U.S. West Texas Intermediate (WTI) crude futures CLc1 were up 62 cents, or 1.2 percent, at $51.04 per barrel.
The gains partly made up for Friday’s selloff, which traders have already dubbed ‘Black Friday’.
Reacting to Friday’s falls in Brent and WTI, China’s Shanghai crude futures on Monday ISCcv1 fell by 5 percent, hitting their daily downside-limit.
Managed short positions in front-month WTI crude futures, which would profit from further price declines, have surged from record lows in July to the highest number of short positions since October 2017.
What’s more, the number of puts – which give a trader the option though not obligation to sell a financial instrument at a certain price – in February Brent crude oil futures at $55 LCO5500N9 and $50 per barrel LCO5000N9 has surged to record levels since October.
The downward pressure comes from surging supply and a slowdown in demand growth which is expected to result in an oil supply overhang by next year.

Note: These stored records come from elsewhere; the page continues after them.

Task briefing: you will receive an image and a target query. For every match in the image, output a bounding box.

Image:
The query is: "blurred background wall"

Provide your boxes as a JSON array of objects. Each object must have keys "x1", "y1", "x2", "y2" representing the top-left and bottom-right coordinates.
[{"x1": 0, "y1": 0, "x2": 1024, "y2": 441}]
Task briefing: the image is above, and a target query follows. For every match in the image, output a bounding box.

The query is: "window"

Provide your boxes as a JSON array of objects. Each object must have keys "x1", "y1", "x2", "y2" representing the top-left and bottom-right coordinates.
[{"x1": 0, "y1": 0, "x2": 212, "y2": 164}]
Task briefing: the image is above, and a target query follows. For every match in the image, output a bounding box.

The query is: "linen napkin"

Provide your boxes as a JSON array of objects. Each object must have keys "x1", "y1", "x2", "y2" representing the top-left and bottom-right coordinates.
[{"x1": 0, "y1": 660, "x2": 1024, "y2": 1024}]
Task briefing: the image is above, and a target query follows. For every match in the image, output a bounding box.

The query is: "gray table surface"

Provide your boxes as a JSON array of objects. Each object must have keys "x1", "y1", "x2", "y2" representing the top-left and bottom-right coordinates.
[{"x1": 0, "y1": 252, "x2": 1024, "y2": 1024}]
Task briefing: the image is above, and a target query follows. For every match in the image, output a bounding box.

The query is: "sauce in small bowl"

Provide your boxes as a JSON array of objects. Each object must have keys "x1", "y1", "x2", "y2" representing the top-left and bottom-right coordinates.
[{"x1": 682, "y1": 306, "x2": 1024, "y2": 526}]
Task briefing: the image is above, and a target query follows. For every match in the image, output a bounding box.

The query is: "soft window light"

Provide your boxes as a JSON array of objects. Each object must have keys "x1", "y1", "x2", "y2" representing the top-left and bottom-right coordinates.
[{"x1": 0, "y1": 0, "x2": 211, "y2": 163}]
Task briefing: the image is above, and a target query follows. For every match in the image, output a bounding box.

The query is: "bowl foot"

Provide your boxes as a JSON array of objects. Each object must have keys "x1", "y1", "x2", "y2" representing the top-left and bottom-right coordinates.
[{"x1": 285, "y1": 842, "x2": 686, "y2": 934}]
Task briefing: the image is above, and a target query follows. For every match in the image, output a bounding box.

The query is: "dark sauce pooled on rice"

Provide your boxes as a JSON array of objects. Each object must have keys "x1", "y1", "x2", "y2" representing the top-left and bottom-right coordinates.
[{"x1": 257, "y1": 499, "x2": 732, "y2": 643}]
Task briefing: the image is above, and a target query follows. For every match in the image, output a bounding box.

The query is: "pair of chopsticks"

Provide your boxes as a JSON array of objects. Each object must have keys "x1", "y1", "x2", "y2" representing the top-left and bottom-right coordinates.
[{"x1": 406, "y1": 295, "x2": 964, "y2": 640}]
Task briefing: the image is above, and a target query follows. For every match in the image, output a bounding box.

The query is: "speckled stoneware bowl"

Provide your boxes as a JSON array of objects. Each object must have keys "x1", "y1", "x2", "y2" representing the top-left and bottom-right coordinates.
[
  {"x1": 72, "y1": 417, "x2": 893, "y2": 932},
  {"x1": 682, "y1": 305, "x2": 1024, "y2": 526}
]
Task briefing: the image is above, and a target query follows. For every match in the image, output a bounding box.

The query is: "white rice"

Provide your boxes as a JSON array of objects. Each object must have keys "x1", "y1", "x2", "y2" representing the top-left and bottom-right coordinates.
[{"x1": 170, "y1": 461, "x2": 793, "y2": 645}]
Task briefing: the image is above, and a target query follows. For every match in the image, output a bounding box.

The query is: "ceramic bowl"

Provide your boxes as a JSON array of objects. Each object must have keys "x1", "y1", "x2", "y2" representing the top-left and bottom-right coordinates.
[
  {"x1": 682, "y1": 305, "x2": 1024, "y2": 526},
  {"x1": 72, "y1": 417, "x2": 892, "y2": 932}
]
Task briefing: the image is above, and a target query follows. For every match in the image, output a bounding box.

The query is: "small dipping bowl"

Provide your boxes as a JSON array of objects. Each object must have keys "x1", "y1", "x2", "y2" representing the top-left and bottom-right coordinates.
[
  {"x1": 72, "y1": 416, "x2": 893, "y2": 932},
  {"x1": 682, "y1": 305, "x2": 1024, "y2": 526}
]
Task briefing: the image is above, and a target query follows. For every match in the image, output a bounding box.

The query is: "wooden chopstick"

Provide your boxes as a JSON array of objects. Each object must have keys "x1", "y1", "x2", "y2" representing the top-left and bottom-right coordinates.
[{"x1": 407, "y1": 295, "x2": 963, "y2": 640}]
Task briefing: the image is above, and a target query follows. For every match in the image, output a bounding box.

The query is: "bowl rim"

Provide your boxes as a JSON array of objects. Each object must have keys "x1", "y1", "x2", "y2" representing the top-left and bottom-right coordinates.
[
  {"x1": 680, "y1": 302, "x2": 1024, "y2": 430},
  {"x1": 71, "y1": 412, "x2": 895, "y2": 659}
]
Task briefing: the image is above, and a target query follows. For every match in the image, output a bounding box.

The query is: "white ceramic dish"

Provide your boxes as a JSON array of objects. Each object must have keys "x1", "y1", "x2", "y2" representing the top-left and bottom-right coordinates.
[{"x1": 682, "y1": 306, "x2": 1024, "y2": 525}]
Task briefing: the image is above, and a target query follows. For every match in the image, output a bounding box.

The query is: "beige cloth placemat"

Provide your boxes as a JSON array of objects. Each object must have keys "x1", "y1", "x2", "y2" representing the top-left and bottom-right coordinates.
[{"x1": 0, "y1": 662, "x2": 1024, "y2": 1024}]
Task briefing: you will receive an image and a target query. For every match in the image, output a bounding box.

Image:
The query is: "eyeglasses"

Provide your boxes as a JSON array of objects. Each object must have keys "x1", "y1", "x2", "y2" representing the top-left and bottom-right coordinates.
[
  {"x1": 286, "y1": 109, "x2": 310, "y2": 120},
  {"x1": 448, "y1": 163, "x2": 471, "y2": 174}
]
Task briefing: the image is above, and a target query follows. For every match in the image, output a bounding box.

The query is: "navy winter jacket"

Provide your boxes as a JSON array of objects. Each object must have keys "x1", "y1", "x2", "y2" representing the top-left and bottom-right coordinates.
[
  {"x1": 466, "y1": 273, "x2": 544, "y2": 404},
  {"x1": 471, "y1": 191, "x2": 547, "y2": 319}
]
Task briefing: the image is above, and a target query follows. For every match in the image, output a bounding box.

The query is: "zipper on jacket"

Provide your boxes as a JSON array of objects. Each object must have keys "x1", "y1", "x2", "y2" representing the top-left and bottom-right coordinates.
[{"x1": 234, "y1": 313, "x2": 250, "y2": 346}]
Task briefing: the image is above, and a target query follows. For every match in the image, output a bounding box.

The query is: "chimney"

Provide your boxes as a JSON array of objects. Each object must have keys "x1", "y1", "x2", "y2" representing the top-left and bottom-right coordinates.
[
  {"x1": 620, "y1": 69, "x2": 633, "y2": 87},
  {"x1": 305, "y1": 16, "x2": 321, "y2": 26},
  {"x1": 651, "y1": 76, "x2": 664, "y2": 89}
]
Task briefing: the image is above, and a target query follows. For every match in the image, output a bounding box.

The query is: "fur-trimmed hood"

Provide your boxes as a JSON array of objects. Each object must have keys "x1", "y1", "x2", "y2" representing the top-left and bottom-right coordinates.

“2019 will be a choppy year for the oil market as questions surrounding the prospect of a slowing global economy and a supply surplus are expected to increase,” analysts at Fitch Solutions said on Monday.
Fitch said that even an expected supply cut led by the Organization of the Petroleum Exporting Countries (OPEC) following an official meeting on Dec. 6 “may not be enough to counteract the bearish forces”.
Oil markets are also being affected by a downturn in wider financial markets.
“2018 clearly marked the end of the 10-year Asia credit bull market due to tightening financial conditions in Asia (especially China), and we expect this to remain the case in 2019,” Morgan Stanley said in a note released on Sunday.
“We don’t think that we are at the bottom of the cycle yet,” the U.S. bank said.
Oil markets have also been weighed down by a strong U.S.-dollar .DXY, which has surged against most other currencies this year, thanks to rising interest rates that have pulled investor money out of other currencies and also assets like oil, which are seen as more risky than the greenback.